Dat was weer zo’n dag waarvan ik er in mijn hardloopbestaan talloze heb ervaren maar deze hele trainingsperiode niet: dat mijn benen echt niet langer dan een uurtje wilden hardlopen en dat daarna hardlopen ronduit k*t voelt, op een manier die onvergelijkbaar is met gewoon moe worden – echt aversie voel ik dan, in mijn benen.
Ik herstelde bovendien maar traag : na twee dagen had ik nog zere benen (en van de yoga een dag ervoor nog buikspierpijn – frappant). Ik voelde me verder ook niet zo onverwoestbaar als de maanden ervoor. Net niet helemaal fit. Ofzoiets.
Wat zou het zijn? Te hard getraind toch? Dat lijkt me stug. Wel vaker is net dit de moeilijkste periode van het jaar voor mijn lijf, duurt de winter me dan te lang? Vlaagje van de overgang toch nog weer? Daar herken ik dit soort dips wel van, en ik had ook een paar andere symptomen – gelukkig wel lichter dan in de moeilijke jaren.
Wat me ook opviel: het lijkt wel alsof het met m’n werk communicerende vaten zijn. Ik zat daar juist in de herfst niet zo lekker in, werd dáár moe van terwijl het sporten heerlijk was. Nu is het ineens het omgekeerd: werk loopt weer als een trein (zie bijvoorbeeld deze post op mijn andere blog), en nou wil sporten minder.
Ik heb één training overgeslagen en de andere doordeweekse ging weer prima. Het weekend erna wilde ik 14 kilometer op halvemarathontempo lopen, maar ook dat hield ik niet vol. Het ging slechter dan ik had gehoopt, maar wel beter dan ik had gevreesd, beter dan de week ervoor: opnieuw kwam na 9 kilometer de man met de hamer, maar ik had toen wel al harder gelopen en ik kon de 14 kilometer ook uitlopen, zij het op een rustiger tempo.

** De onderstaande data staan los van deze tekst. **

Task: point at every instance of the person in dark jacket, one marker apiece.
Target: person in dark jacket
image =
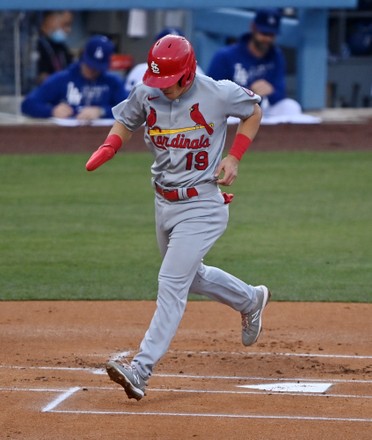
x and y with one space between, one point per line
84 91
53 54
257 63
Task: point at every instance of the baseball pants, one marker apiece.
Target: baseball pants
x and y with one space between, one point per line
186 231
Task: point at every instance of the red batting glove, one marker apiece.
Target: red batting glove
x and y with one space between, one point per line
104 153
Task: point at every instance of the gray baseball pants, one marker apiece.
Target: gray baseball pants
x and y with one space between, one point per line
186 231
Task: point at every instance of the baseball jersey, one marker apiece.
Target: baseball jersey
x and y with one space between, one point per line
237 64
71 87
186 135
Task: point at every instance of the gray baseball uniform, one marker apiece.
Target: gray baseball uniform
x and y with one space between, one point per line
187 137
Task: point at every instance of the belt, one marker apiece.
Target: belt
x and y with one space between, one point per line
175 195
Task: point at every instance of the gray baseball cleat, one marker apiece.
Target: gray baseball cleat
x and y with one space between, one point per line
252 321
128 377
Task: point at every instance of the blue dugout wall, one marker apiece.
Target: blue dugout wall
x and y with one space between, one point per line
208 23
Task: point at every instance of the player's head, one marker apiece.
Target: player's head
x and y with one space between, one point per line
265 28
97 53
171 60
168 31
267 21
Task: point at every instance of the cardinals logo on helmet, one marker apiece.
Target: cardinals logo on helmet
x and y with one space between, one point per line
155 67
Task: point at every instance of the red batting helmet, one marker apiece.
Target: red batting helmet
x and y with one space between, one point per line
171 59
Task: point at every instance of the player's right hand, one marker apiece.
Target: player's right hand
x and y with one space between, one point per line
105 152
99 157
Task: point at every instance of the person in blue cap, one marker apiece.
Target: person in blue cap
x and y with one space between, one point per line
85 90
257 63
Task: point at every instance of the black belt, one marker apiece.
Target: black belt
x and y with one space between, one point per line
173 195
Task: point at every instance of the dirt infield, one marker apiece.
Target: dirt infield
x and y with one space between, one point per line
53 386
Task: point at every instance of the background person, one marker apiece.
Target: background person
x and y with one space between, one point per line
84 91
256 62
53 54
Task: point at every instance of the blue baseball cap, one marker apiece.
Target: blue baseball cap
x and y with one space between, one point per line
267 21
97 53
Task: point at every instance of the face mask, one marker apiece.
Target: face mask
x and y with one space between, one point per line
58 36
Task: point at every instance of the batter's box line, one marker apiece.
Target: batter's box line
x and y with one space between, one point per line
59 399
128 353
228 416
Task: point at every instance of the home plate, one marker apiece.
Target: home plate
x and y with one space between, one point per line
291 387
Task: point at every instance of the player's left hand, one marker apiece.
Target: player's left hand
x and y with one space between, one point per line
229 170
89 113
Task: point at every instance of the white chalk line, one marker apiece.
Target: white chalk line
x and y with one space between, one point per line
128 353
58 400
52 406
267 353
195 391
228 416
102 371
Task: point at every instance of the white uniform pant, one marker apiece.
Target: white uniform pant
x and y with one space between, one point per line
186 231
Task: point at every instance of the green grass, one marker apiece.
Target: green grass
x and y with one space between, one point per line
300 222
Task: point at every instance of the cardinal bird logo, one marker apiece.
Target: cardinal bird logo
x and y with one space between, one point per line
198 118
151 118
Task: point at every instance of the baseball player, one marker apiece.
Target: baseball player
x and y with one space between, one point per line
185 116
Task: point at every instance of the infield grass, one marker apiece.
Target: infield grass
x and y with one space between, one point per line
300 222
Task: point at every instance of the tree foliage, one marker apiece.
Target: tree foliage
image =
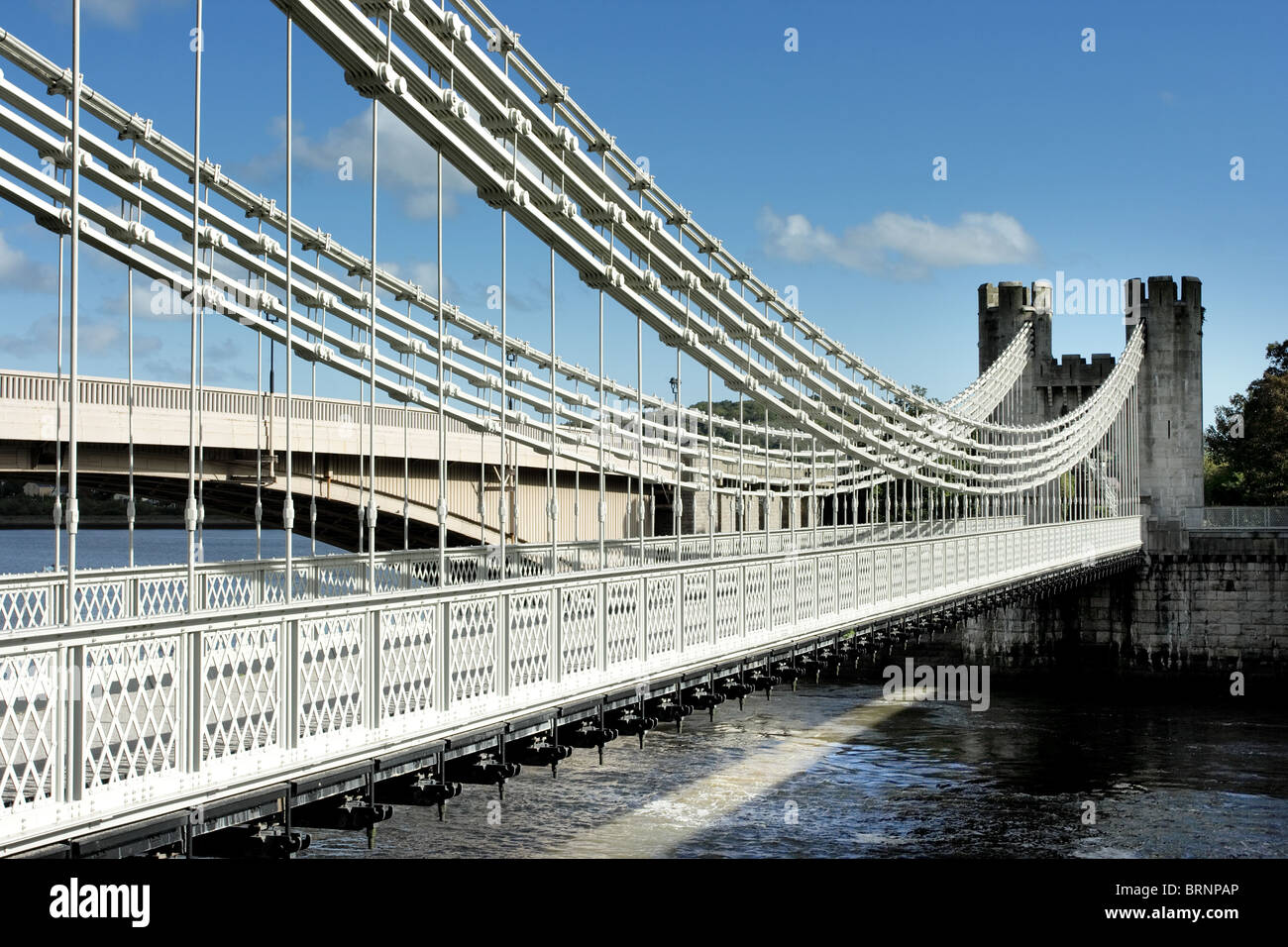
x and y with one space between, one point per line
1245 458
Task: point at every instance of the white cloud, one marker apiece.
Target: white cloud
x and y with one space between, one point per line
900 245
406 161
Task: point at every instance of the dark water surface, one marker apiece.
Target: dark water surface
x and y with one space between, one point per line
816 774
833 771
33 551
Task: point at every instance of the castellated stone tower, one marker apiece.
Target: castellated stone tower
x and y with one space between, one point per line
1170 407
1168 392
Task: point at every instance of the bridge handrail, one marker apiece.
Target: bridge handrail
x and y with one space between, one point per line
1244 518
170 710
39 599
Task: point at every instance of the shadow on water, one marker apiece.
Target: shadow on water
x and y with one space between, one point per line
832 771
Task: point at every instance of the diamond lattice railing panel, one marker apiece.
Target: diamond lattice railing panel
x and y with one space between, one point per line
334 581
898 562
806 587
623 616
726 603
330 673
527 566
424 573
756 599
827 585
163 595
27 740
864 579
274 585
226 590
661 600
528 616
473 628
579 629
697 615
464 570
881 573
132 709
845 582
781 599
22 608
239 689
102 599
408 664
390 577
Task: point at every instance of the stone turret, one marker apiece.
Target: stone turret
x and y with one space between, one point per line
1003 311
1170 407
1168 392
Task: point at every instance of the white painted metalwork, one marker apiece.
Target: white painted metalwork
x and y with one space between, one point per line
133 692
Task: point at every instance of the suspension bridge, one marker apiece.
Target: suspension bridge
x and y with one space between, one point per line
539 557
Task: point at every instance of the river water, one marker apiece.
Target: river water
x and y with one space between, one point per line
33 551
835 771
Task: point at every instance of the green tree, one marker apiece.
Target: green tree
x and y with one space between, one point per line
1245 457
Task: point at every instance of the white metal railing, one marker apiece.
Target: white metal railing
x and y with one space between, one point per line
1245 518
134 718
39 599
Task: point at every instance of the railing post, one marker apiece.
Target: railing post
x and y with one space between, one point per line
73 759
502 643
603 624
642 621
288 682
374 668
557 633
191 665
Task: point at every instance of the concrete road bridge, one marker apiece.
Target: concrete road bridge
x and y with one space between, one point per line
541 557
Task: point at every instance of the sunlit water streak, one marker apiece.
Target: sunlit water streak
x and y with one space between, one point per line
832 771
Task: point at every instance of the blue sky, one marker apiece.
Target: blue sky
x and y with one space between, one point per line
812 165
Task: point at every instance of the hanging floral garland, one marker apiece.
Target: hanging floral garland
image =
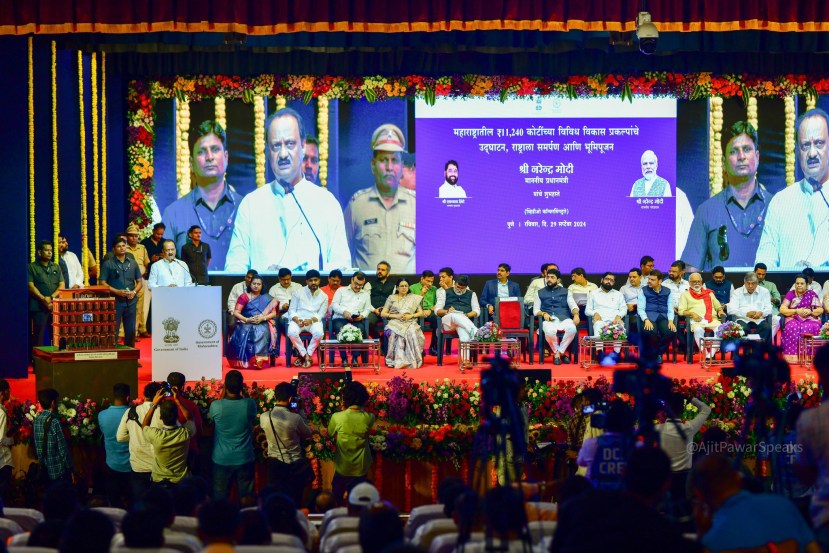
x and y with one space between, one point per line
31 107
322 124
221 112
498 87
259 139
96 183
84 220
788 140
55 189
715 151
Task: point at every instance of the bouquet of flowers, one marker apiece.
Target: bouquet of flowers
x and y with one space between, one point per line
730 330
490 332
613 331
350 334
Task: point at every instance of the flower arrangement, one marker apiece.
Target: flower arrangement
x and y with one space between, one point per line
730 330
350 334
613 331
490 332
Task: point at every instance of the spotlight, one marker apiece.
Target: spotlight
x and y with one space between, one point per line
647 33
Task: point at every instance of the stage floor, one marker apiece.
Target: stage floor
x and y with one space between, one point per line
429 372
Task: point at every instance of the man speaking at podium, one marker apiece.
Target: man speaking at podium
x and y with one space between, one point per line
169 271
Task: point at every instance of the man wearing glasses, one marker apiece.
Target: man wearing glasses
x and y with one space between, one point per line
290 222
727 227
211 204
796 233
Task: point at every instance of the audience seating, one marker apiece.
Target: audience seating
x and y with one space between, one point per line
26 518
421 515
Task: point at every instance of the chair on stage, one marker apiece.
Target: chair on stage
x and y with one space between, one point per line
509 316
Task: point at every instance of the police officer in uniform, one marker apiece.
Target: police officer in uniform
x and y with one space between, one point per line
380 220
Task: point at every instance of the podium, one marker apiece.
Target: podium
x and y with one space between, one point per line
187 332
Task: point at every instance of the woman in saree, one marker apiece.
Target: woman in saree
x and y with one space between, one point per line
802 309
254 338
405 338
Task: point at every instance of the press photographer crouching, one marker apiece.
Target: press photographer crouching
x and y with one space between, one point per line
289 471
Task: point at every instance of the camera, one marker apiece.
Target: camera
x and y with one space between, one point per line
647 33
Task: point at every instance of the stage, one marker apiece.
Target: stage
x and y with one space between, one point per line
429 372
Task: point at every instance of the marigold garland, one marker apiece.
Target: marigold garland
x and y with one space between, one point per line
55 180
788 140
499 87
96 183
84 220
322 136
31 107
259 139
715 155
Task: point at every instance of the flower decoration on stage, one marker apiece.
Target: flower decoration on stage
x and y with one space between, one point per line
350 334
730 330
490 332
613 331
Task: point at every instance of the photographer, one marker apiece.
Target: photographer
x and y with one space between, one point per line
288 468
606 456
170 442
233 457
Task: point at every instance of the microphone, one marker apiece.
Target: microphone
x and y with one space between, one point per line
310 226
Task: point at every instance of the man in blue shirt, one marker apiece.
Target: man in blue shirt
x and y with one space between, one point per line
212 203
117 453
727 227
233 457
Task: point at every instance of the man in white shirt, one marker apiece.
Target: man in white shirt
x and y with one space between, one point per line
289 222
457 306
72 263
751 304
169 271
450 187
308 307
797 221
351 304
141 452
606 305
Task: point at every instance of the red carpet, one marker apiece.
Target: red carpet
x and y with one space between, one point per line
429 372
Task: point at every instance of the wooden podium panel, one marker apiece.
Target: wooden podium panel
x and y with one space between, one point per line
89 374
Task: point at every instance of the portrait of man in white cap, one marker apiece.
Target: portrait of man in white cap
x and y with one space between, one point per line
380 219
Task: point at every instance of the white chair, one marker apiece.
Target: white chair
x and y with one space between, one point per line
26 518
421 515
330 515
336 542
542 529
287 540
427 532
115 514
9 528
186 525
445 543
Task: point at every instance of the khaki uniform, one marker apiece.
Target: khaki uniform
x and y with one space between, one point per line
143 260
379 233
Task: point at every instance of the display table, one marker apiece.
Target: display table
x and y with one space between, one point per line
590 346
807 345
367 352
89 374
471 354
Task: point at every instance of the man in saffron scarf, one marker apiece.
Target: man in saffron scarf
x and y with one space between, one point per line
701 307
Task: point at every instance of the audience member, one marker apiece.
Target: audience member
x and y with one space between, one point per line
233 415
729 517
117 453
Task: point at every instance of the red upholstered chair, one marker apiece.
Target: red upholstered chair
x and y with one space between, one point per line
509 316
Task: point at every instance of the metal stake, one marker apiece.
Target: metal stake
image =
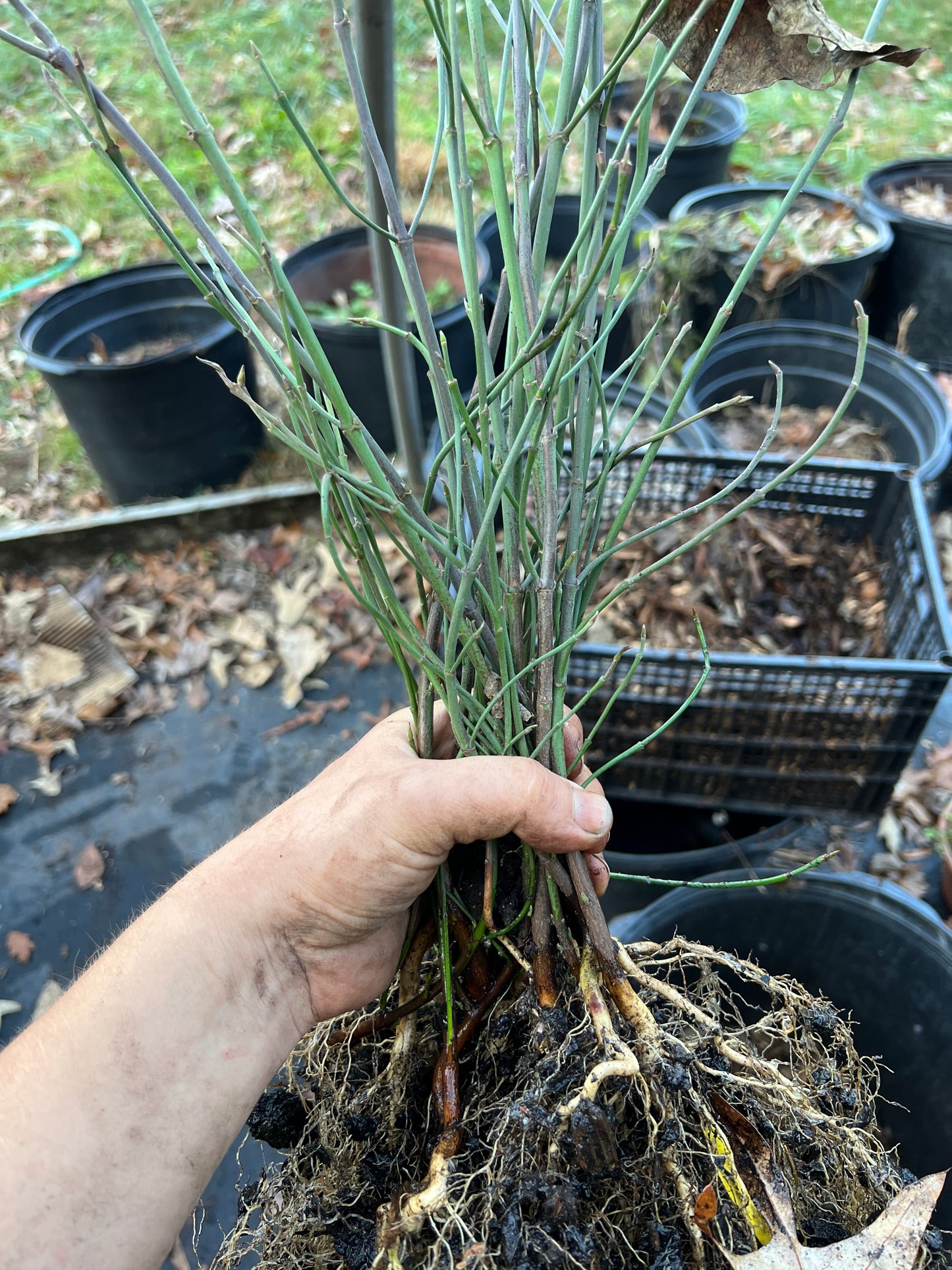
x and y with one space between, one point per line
375 34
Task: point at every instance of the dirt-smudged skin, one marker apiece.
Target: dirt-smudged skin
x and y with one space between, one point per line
549 1130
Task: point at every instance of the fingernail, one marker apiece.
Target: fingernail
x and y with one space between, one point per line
592 813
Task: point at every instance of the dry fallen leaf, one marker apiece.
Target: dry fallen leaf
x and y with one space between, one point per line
50 667
706 1208
219 663
197 693
19 946
301 652
252 629
891 1242
88 870
256 675
772 40
890 831
293 602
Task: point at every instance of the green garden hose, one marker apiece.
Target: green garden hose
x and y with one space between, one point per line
14 289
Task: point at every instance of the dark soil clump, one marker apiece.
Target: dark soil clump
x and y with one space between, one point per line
563 1163
278 1118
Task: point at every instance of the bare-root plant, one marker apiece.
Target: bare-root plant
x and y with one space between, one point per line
530 1093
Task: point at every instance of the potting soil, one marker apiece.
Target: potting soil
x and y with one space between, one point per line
547 1175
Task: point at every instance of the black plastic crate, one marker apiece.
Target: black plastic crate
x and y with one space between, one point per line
786 733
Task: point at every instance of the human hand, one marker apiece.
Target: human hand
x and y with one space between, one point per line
341 863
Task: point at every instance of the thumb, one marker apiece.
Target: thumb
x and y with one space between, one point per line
476 798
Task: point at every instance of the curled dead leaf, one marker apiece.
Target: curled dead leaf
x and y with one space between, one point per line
19 946
706 1208
301 653
772 40
891 1242
197 694
89 869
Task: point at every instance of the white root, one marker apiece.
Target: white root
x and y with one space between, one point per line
623 1061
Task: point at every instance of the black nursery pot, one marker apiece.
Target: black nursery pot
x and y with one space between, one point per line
563 233
331 264
827 294
164 426
818 362
702 156
682 844
876 953
918 271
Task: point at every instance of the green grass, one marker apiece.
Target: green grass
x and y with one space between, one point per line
47 172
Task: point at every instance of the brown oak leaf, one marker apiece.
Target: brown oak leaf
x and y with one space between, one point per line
772 40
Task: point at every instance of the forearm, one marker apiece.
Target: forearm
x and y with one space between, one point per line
140 1078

Ook daarvan herstelde ik traag, dus moest ik de eerstvolgende training inkorten. De keren daarna ging het weer wel, maar dat was al richting taperen, dus dat waren bepaald geen echte tests meer. Dat moest ik ook echt niet meer doen, want ik wist: ik heb nu vooral baat bij rust.
En toen de taperweek
Die rust heb ik genomen en ik heb netjes getaperd. Afgelopen week heb ik maar weinig meer gedaan en relatief hoog intensief: vorige week bij de Parkrun nog een lekker harde 5 kilometer en daarna twee korte traininkjes met wat intervallen. Ook geen andere gekke dingen gedaan en met yoga ook afgebouwd naar veel rekken, ontspannen, mobiliseren en ademhalen.
Aan het begin van de week voelde ik me nog steeds niet helemaal flitsend. Ik trok ook weer eens ouderwets scheef. Helemaal over is dat niet, maar de last van de afgelopen weken is wel zeldzaam geworden. Ik keek ervan op, en realiseerde me dat ik daar in taperperiodes vaker last van heb gehad. Misschien is de plotselinge afbouw van training en dagelijkse beweging wel goed voor m’n loopspieren, maar lastig voor, ja, wat is het, rug, gewrichten, bindweefsel? Stof tot nadenken. De chiropractor heeft me in twee keer weer zo veel mogelijk rechtgetrokken, maar of m’n linkerheup weer goed (genoeg) zit, weet ik niet.
Met de rust en vrijdag nog massage erbij werd ik helemaal stuiterig was van al die overtollige energie – precies zoals moet. Dat voelde ineens wel heel goed. Heel lekker ook.
En dus…
Dus een beetje gemengd beeld en geen idee wat het morgen wordt. Willen mijn benen morgen wél langer dan 1 uur hardlopen? Gaat het goed met die linkerheup? Vallen de puzzelstukjes van eerder toch in elkaar?
Twijfels horen erbij, en ik heb er wel ook veel zin in, vooral omdat dit hoe dan ook een bijzondere halve marathon gaat worden. Het is namelijk in doe-het-zelf-vorm, met m’n eigen haas. Daarover natuurlijk naderhand meer.
In elk geval: ik ben hartstikke benieuwd!